Of course, ‘freedom’ means different things to different people. For those who think freedom means they have the right to disturb the peace, offend public morality, insult whomever they like or attempt to stir-up political dissent, the Emirates isn’t the place for them.
Our country is small and vulnerable to harmful influences from outside; both our security and economy are reliant upon a stable leadership that offers longterm structure, vigilance and red lines that cannot be crossed.
One of the main gripes of Human Rights Watch hangs on the detention of five individuals, who, according to the UAE Attorney-General, were detained for “instigation, breaking laws and perpetrating acts that pose a threat to state security, undermining the public order, opposing the government system and insulting the President, the Vice-President and the Crown Prince of Abu Dhabi,” according to the UAE Attorney-General.
Those so-called activists have been infected by the revolutionary zeal in Tunisia, Egypt, Libya, Yemen and elsewhere in the region, where people, unable to afford the rising price of bread, schooling for their kids, or desperate for career opportunities, have struggled against oppression and corruption.
The UAE authorities had every right to stop them in their tracks; they’ve behaved like sheep witho ut pausing to think that Emiratis aren’t victimised by poverty, oppression or corruption – In fact, just quite the opposite. They are nothing more than troublemakers. They have no constituency and they do not represent the majority in any way, shape or form.
Our rulers cannot permit a handful of malcontents to disturb the status quo for their own ends. And I’m sorry, but if Human Rights Watch, Mr Whitbeck or any other individual or organisation doesn’t like it, then tough. We must guard against anyone who threatens our way of life.

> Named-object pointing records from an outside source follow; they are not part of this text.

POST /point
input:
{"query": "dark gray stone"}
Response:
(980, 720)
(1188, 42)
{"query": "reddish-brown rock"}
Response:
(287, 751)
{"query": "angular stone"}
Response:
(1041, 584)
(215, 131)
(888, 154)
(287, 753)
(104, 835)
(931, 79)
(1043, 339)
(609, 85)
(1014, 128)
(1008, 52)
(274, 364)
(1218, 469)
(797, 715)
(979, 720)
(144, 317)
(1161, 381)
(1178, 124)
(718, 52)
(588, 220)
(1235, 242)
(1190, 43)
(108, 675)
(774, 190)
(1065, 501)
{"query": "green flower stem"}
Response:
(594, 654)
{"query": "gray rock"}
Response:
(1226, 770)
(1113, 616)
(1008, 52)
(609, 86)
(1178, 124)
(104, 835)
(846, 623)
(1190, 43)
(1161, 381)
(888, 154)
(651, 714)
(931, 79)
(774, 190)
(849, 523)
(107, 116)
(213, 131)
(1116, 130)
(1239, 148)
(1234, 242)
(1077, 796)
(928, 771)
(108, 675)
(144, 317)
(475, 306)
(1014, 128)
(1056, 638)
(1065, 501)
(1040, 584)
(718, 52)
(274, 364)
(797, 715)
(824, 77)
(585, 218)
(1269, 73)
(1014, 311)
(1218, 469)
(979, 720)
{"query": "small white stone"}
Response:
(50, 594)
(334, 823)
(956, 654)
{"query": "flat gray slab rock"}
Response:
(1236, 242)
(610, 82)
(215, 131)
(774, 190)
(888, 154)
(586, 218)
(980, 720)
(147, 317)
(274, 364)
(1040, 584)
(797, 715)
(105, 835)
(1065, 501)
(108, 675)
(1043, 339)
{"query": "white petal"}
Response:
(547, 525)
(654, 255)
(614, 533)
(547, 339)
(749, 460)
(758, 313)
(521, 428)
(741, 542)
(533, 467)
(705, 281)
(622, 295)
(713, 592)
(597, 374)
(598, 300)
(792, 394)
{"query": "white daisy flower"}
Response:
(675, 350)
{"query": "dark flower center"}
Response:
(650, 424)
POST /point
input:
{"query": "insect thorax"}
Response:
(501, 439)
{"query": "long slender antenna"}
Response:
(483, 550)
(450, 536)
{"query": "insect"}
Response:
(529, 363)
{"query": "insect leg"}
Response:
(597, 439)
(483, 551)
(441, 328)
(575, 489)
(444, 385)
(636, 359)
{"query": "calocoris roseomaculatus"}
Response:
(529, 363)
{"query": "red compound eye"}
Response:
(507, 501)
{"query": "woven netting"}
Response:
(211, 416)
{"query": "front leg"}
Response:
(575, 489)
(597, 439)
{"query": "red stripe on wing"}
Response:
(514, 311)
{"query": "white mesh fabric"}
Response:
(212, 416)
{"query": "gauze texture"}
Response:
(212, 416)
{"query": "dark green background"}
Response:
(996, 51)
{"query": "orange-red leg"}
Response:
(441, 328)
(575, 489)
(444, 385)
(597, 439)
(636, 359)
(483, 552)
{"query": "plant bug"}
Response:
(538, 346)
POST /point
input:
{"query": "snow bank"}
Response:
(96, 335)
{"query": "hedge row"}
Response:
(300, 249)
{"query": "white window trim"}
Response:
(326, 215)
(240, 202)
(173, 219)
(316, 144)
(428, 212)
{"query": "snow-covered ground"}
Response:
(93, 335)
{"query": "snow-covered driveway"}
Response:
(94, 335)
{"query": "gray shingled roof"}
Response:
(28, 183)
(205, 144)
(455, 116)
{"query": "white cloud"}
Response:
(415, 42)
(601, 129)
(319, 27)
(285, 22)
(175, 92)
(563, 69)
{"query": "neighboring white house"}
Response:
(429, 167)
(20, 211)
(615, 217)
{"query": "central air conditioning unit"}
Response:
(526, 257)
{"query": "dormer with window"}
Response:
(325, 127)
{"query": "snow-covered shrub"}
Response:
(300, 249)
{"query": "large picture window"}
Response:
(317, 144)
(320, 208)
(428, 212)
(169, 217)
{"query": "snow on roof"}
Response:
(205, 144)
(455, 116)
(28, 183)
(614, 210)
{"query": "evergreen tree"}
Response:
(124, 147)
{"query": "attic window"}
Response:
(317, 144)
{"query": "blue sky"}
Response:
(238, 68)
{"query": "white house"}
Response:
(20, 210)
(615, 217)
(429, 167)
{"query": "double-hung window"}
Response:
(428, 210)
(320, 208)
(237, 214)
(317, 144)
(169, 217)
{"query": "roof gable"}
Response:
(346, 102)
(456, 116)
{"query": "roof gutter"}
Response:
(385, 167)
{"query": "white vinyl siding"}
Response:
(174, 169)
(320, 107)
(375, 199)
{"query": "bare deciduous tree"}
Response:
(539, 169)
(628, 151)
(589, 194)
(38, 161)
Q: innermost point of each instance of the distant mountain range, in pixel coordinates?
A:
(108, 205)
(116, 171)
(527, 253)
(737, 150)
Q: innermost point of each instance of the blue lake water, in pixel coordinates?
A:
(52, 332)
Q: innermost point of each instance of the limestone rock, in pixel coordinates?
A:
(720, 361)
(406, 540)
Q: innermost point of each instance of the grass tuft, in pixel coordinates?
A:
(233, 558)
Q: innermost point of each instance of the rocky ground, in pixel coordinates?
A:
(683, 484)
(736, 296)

This is the country we love and anyone who wants to live here must play by its rules, or find some place else; somewhere that permits them to stand on a public soapbox and complain to their heart’s content even while they worry where their next meal comes from.
I’m just grateful that the UAE’s founders, the late Sheikh Zayed bin Sultan Al Nahyan and the late Sheikh Rashid bin Saeed Al Maktoum, who cared for us like their own children, aren’t here to witness the ingratitude displayed by a few spoilt and selfish people today. It’s up to all proud Emiratis to maintain their legacy and do everything in their power to keep our beloved land from harm.